Net Zero and Jevons Paradox

Achieving net zero requires a shift to renewable sources of energy. There is another way that not many people talk about – energy efficiency. Unfortunately, improving the energy efficiency of products is not sexy enough (unlike a solar power plant!) to be talked about but is a crucial lever for net zero.

There have been gradual improvements in the inefficiency levels of many products. Our cars guzzle lesser fuel. Our refrigerators, air conditioners, washing machines, dishwashers use less electricity. All this should lead to lower carbon emissions. But it doesn’t. Why? As the fuel cost decline, we compensate it by buying larger cars. Instead of using one air conditioner, we use two. We use larger refrigerators and higher capacity washing machines.

This phenomenon is attributed to the Jevons paradox. The theory, named after the 19th-century British economist William Stanley Jevons, posits that efficiency gains often increase demand.

One possible way to manage the situation is communication and bringing in a culture of sustainable consumption. 

Climate Bad Banks for Stranded Assets

Stranded assets are becoming a reality. Take the case of thermal coal. It is widely recognised that thermal coal is no longer a growth opportunity. This is coupled with the fact that debt financing grew sharply and leverage ratios have skyrocketed. A bulk of financing for thermal power plants has come from debt. With thermal power plants being rapidly replaced by renewable energy plants, many power plants will become defunct. Given that there is a large amount of debt associated with these plants, the lenders are in a quandary.   

Image by jwvein from Pixabay

So, what happens to these power plants? Creating a climate “bad bank” could be better than running down these power plants.   

The idea of a bad bank has gained currency with the Non-Performing Assets (NPA) of Indian banks. A ‘bad bank’ is a bank that buys the bad loans of other lenders and financial institutions to help clear their balance sheets. Over time, the bad bank resolves the bad assets.
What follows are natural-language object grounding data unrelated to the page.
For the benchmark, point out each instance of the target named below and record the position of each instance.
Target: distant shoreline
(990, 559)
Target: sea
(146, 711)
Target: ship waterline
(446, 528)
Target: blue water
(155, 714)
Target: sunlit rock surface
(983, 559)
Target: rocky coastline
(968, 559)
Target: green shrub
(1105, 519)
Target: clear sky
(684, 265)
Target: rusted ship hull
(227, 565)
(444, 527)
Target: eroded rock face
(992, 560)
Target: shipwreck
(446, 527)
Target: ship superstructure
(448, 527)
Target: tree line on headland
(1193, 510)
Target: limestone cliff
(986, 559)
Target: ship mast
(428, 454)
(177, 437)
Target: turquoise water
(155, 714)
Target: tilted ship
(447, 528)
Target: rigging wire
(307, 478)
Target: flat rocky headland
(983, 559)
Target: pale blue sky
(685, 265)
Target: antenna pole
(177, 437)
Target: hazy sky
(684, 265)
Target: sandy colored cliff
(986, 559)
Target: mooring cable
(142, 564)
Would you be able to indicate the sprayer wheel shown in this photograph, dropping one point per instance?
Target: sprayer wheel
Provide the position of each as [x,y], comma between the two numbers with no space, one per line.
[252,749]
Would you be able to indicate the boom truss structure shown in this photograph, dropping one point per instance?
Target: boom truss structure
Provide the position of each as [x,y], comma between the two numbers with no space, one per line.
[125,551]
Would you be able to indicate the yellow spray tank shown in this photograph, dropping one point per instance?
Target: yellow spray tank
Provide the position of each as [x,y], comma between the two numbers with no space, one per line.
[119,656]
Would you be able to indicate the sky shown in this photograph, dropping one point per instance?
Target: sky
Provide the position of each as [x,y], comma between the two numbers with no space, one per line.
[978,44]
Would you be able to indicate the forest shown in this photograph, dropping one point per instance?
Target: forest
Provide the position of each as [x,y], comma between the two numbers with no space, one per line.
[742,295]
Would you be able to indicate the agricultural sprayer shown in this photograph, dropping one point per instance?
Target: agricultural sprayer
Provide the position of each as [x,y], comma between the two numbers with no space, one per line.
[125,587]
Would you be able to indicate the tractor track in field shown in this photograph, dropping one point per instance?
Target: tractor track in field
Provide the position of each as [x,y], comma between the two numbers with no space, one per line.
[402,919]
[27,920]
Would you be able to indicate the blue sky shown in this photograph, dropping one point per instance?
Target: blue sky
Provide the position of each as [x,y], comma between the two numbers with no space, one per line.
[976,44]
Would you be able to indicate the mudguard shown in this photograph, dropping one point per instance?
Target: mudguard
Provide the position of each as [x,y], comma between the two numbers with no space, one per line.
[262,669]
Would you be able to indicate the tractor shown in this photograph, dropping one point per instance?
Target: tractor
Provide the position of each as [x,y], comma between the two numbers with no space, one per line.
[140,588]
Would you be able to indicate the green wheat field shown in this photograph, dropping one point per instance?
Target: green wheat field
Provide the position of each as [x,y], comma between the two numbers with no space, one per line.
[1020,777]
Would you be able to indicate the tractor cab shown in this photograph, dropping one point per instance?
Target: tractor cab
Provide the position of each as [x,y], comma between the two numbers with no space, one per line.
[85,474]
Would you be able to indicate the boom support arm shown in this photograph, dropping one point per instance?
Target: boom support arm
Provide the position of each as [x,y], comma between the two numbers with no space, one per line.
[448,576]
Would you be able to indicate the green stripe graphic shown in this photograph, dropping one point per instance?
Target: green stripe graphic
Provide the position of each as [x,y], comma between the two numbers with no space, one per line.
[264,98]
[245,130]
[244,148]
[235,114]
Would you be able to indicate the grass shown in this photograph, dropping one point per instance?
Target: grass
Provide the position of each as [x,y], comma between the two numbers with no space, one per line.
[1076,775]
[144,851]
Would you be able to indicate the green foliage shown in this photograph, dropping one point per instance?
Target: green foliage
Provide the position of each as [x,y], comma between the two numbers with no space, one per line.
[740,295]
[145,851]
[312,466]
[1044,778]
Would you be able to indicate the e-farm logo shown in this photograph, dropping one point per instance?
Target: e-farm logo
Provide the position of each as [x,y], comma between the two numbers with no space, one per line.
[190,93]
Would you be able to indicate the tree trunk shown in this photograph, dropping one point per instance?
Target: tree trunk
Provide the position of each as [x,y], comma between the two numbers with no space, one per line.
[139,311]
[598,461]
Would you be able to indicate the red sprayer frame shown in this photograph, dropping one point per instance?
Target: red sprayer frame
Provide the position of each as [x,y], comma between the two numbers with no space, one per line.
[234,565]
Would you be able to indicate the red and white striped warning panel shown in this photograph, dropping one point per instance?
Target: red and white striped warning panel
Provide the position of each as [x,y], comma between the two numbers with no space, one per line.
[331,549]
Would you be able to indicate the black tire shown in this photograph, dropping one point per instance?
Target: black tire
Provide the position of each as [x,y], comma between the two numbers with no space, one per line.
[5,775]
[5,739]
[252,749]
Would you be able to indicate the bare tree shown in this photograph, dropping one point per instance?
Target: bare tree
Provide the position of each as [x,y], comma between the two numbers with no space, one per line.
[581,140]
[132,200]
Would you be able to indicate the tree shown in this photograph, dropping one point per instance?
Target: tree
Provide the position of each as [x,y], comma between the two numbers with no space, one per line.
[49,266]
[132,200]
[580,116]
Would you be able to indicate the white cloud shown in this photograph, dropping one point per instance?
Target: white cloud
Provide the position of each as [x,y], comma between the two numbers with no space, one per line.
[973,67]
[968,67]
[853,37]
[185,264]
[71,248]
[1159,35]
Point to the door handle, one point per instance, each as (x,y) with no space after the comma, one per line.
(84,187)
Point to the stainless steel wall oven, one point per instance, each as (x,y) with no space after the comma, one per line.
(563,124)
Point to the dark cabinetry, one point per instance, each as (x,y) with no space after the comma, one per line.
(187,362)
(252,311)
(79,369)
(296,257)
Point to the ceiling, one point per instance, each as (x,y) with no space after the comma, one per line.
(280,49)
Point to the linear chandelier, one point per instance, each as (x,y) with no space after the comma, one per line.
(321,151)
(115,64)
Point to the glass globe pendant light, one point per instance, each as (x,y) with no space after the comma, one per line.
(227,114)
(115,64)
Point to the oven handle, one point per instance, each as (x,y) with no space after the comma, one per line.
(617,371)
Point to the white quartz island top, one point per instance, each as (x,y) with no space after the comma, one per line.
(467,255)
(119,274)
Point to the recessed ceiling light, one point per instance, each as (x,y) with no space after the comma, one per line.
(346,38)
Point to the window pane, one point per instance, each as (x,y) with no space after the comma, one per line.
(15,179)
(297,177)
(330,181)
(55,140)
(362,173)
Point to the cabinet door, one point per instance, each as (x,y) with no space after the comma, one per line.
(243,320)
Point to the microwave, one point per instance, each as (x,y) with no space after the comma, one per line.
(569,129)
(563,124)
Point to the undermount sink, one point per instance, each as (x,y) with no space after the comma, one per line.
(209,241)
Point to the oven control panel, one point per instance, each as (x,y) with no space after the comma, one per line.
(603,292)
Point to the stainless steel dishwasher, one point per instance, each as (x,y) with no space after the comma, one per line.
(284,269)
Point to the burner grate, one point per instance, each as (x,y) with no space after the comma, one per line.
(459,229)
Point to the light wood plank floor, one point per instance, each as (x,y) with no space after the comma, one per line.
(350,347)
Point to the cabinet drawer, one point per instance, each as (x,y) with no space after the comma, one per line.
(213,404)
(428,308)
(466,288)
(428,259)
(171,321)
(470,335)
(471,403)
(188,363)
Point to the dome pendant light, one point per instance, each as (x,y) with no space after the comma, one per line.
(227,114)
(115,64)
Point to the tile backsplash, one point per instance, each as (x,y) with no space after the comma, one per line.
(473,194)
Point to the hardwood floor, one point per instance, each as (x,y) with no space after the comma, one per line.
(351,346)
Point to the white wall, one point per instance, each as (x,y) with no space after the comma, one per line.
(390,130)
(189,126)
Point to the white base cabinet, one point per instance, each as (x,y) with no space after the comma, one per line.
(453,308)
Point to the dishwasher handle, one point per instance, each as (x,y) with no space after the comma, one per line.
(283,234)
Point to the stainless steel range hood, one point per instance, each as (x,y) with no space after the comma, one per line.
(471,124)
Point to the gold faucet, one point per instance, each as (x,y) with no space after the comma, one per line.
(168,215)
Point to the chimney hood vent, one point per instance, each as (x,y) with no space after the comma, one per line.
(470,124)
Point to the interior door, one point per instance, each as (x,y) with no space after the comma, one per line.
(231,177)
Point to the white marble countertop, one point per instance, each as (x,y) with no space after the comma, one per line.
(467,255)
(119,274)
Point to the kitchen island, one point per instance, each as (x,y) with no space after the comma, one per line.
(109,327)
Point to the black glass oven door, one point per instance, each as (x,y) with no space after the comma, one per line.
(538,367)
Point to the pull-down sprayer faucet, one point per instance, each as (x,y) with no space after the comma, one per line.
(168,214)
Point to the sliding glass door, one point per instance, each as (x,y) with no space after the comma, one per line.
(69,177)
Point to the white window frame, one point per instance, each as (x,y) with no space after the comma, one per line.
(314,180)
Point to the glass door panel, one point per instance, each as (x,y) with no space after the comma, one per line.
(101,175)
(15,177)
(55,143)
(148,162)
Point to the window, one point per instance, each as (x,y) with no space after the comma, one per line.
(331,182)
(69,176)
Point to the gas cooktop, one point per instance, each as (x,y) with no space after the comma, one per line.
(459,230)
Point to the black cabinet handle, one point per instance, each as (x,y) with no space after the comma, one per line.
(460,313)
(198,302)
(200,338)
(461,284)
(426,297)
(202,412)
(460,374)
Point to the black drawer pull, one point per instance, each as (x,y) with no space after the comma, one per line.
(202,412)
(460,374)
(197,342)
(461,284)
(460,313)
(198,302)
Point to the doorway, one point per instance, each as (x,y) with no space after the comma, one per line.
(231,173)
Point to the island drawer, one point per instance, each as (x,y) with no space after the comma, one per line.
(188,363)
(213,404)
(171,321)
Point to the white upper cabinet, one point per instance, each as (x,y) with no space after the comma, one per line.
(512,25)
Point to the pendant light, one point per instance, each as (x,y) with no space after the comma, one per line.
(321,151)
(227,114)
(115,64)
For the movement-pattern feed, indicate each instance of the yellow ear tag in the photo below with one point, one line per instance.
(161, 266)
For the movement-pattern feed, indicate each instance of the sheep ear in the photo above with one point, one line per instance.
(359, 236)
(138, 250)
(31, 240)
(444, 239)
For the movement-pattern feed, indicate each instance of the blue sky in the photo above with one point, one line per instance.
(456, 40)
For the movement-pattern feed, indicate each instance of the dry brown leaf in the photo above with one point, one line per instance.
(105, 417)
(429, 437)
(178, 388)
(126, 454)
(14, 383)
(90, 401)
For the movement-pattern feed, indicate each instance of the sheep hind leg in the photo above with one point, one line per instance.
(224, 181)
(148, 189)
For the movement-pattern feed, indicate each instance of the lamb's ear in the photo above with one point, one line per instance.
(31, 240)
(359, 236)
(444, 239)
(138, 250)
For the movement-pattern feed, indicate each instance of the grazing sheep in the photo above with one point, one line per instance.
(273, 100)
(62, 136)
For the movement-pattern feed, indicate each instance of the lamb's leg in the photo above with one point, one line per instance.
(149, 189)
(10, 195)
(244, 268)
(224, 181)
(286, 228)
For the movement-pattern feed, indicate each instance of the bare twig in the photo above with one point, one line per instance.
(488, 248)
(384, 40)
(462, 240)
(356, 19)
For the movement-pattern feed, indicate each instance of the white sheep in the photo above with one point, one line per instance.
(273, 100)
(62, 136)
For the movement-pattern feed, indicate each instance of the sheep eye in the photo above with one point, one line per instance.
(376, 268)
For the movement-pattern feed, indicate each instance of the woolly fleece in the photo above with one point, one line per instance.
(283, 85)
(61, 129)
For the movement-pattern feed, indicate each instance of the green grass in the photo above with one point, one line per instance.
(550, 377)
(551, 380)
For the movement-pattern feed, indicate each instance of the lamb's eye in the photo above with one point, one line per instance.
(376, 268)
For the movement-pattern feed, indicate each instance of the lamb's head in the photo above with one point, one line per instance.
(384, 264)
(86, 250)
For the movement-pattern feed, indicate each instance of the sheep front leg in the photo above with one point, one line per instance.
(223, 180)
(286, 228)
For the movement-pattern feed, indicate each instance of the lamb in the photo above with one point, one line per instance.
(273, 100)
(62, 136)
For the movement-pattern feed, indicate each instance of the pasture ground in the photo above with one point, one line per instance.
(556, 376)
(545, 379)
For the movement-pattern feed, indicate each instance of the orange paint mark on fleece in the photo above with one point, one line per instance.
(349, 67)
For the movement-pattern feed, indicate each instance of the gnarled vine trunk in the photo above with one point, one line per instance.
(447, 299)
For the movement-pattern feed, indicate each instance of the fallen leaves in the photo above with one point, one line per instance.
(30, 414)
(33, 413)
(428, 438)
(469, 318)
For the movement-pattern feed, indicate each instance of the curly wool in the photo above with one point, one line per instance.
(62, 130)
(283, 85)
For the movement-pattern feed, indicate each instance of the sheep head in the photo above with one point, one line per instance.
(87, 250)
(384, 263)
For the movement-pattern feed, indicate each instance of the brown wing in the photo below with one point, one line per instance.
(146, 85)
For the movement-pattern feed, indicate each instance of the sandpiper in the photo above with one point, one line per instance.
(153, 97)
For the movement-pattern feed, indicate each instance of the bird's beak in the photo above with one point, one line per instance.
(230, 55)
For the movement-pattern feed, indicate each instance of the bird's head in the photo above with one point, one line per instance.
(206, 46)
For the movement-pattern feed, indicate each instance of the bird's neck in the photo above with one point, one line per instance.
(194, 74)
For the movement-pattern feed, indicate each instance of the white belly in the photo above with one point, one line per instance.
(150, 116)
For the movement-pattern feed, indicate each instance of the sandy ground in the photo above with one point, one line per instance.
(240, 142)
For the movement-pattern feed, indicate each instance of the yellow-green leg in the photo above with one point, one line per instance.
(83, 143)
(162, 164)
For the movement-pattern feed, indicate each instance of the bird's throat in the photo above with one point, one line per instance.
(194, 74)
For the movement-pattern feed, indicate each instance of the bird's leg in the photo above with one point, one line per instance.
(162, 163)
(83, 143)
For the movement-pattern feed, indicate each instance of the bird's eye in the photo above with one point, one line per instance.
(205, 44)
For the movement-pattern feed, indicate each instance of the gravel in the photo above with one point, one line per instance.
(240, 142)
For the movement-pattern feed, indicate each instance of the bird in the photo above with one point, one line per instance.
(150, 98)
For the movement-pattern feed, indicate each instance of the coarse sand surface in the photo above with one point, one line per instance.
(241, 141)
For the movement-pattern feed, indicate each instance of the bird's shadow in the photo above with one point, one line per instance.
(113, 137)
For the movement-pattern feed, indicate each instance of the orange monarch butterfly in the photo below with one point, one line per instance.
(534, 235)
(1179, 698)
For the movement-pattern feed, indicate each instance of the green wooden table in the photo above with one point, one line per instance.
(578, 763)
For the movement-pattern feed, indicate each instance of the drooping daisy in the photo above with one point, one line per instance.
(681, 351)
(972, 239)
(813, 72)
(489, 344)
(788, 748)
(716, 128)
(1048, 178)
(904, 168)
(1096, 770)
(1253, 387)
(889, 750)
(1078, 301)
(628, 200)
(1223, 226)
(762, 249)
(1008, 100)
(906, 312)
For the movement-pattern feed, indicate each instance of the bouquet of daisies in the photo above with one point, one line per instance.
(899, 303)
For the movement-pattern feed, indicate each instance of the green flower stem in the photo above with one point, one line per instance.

Like the concept of bad banks, there can be climate bad banks that cater to assets impacted by climate issues.  

There are four ways in which resolution can occur:  

On Balance Sheet Guarantee: Here, the bank protects part of its portfolio against losses, typically with a second-loss guarantee from the government.  

Internal Restructuring unit: A separate unit is created in this scheme, and the assets are placed within it. This ensures sufficient management focus and incentives are aligned to the restructuring of assets bringing about efficiencies.  

Special Purpose Entity: This is an off balance-sheet solution. Here the unwanted assets are offloaded into a special purpose entity (SPE). This way the assets are taken off the balance sheet.   

Bad Bank Spinoff: In the spinoff, the bank shifts the assets off the balance sheet and into a legally separate banking entity.  

Creating a bad bank is desirable action. Without a bad bank, the fossil fuel assets may be sold off to opaque unlisted entities. These entities may have little or no intentions of running or responsibly closing these assets.